Research on depression shows it is a complex condition involving interactions between brain biology, stress, genes and environment, rather than a simple “chemical imbalance.”

Brain imaging studies find altered activity and connectivity in regions involved in mood, reward and thinking, including the prefrontal cortex, hippocampus and amygdala. Neurotransmitter systems such as serotonin, noradrenaline, dopamine and GABA are disrupted in nuanced ways. Modern work also highlights glutamate signaling and synaptic plasticity as central to how depression develops and improves.

Stress is a major factor. Chronic stress activates the hypothalamic pituitary adrenal axis and raises cortisol, which can alter brain structure and function and affect immune activity. Inflammation is frequently elevated in people with depression, with higher levels of inflammatory markers and immune related changes that may influence neurotransmission and neural circuits.

Genetic studies show many common variants each contribute a small increase in risk. These genetic factors interact with life experiences, including trauma, social adversity and lifestyle, to shape vulnerability or resilience.

Treatments reflect this complexity.
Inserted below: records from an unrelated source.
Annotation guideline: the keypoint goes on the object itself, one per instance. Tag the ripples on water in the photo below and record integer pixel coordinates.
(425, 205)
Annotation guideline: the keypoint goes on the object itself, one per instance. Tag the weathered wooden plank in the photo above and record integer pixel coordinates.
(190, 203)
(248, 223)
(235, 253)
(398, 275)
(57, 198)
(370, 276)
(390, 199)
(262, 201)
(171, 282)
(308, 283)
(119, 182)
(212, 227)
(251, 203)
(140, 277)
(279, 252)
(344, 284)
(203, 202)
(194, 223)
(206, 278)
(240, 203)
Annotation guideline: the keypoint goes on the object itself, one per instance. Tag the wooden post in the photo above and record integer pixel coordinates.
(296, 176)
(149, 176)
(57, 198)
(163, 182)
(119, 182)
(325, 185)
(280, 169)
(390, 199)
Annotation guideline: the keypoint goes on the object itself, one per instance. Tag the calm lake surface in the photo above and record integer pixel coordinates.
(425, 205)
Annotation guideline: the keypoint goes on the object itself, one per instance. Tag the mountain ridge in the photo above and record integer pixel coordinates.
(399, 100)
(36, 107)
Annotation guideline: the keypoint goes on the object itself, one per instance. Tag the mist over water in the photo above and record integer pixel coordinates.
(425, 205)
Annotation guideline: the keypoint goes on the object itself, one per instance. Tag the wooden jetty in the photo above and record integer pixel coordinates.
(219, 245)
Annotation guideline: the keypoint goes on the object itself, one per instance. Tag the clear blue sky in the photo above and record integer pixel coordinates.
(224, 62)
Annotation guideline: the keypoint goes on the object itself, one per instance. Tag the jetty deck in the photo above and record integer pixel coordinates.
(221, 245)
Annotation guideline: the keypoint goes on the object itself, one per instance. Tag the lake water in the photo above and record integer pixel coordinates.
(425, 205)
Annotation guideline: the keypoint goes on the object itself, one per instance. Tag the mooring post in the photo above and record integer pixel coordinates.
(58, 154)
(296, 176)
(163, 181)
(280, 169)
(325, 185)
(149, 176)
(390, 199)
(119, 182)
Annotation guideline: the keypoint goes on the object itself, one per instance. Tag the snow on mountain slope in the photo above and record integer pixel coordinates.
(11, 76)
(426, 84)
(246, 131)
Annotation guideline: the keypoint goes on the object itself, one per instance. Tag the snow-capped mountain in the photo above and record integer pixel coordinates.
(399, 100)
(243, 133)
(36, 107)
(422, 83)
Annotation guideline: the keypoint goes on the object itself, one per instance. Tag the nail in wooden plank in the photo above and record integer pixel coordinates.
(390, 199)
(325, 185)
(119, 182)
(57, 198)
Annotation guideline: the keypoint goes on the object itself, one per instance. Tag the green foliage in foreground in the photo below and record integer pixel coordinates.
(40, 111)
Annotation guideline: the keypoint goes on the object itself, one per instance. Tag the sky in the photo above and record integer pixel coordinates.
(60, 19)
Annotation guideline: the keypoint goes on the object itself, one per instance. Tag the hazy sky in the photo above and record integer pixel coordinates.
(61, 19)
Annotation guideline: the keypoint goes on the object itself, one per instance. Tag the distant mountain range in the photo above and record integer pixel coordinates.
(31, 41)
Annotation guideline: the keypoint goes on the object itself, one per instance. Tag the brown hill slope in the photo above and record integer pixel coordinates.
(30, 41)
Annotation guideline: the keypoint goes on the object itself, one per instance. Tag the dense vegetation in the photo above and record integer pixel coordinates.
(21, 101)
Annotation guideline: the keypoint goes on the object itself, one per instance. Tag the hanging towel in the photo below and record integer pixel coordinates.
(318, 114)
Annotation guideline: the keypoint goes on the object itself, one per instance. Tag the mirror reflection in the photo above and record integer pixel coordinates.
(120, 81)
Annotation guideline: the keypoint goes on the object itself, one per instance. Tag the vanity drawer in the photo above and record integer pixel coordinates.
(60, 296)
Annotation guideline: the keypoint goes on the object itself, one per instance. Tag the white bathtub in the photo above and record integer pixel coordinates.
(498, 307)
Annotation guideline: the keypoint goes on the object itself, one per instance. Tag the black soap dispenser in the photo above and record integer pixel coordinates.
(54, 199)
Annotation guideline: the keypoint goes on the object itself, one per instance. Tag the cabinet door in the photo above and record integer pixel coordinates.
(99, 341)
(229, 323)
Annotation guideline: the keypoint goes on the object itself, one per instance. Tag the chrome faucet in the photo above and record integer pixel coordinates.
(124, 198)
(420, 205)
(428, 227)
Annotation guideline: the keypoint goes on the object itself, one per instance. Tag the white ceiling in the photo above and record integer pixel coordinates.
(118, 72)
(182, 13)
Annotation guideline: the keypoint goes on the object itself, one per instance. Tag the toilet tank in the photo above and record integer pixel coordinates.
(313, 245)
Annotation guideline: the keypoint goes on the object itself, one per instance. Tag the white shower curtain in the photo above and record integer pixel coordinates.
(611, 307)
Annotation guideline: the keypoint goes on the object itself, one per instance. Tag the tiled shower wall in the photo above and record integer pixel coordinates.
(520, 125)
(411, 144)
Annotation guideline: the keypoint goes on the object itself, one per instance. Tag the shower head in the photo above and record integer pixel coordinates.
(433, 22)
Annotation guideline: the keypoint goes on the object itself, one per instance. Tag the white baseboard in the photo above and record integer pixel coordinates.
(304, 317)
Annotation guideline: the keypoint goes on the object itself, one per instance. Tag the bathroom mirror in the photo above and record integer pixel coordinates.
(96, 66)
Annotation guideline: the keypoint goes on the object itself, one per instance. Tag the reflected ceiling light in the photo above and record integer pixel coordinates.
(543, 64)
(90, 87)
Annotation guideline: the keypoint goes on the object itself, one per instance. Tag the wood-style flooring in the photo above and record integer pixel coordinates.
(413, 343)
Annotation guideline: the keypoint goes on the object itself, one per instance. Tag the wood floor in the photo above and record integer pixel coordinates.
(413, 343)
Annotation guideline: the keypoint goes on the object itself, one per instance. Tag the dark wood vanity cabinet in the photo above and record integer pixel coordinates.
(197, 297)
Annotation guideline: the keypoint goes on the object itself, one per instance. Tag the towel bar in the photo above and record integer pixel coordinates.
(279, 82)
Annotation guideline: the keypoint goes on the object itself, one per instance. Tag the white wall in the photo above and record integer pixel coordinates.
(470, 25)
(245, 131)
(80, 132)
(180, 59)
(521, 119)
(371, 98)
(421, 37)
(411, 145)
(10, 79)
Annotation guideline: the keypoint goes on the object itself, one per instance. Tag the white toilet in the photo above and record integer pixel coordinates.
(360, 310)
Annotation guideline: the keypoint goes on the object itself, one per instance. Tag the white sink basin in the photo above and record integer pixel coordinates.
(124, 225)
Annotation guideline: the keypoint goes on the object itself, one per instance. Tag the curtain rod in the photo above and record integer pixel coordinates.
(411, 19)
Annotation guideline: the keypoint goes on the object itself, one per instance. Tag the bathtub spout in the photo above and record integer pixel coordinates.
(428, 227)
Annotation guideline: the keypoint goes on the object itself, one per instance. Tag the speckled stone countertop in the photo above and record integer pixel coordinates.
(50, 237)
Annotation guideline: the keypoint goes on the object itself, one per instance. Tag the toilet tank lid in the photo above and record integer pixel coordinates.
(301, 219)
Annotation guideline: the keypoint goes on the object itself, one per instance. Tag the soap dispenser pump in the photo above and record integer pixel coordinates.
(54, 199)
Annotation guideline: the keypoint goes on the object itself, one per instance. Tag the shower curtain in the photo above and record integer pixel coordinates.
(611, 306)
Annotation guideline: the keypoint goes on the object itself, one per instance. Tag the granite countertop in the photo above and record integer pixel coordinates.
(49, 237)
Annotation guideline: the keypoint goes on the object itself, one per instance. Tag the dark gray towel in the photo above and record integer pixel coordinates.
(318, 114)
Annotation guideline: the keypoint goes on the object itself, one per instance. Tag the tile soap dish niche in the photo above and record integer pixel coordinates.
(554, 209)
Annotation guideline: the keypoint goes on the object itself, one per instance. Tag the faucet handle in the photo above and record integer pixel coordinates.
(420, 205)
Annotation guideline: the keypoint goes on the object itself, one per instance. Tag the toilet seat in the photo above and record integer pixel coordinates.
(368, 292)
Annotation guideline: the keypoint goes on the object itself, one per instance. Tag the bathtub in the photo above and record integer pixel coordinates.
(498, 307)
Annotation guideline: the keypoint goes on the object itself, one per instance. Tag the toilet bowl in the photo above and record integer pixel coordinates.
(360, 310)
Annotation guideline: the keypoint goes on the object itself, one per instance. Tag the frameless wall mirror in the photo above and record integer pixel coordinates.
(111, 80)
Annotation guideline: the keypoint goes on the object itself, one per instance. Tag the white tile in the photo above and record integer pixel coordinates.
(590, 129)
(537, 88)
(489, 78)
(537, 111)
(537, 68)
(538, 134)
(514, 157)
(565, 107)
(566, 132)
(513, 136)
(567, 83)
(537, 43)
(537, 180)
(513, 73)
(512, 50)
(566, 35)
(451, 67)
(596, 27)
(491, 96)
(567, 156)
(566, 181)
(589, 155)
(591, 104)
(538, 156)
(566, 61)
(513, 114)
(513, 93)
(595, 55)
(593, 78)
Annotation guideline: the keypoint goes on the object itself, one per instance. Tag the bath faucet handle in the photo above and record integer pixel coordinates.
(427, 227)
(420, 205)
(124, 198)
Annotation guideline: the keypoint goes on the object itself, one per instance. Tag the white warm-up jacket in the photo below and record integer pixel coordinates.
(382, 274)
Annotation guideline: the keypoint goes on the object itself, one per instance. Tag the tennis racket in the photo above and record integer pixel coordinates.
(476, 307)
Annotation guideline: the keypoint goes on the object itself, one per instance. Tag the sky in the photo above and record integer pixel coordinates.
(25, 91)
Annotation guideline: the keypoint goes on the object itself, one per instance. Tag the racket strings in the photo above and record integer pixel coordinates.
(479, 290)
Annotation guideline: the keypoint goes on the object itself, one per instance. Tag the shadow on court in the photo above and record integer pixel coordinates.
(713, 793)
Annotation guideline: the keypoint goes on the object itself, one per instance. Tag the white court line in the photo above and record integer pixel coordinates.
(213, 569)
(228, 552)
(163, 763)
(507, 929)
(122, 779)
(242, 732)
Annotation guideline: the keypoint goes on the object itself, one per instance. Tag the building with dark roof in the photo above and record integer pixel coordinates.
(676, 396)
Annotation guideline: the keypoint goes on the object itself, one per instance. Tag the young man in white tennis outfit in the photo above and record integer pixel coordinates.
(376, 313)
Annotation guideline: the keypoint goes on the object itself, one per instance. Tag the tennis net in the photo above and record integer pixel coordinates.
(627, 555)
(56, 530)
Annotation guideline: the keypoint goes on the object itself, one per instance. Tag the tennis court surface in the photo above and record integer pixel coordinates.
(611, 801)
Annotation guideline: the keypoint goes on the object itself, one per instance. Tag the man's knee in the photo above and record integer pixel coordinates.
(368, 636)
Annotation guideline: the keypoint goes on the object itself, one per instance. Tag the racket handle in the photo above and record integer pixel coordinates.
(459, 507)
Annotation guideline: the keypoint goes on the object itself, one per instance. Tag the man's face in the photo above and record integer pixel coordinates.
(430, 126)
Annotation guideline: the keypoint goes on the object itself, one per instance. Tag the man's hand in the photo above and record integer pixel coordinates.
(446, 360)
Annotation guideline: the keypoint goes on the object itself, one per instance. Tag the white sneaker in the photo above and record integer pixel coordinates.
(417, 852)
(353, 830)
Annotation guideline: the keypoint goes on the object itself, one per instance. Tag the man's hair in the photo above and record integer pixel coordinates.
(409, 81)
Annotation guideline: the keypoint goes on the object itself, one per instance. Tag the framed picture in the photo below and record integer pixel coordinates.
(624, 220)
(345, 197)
Traditional antidepressants, which act mainly on monoamine transmitters, often require weeks to work and are not effective for everyone. Newer approaches target synaptic plasticity and glutamate signaling, as seen with ketamine and related compounds, which can act rapidly in some patients. Psychological therapies change patterns of thought and behavior and can also produce measurable brain changes.

Overall, current research views depression as a brain network and whole body disorder shaped by stress, biology and experience, with ongoing efforts to develop more precise, personalized treatments.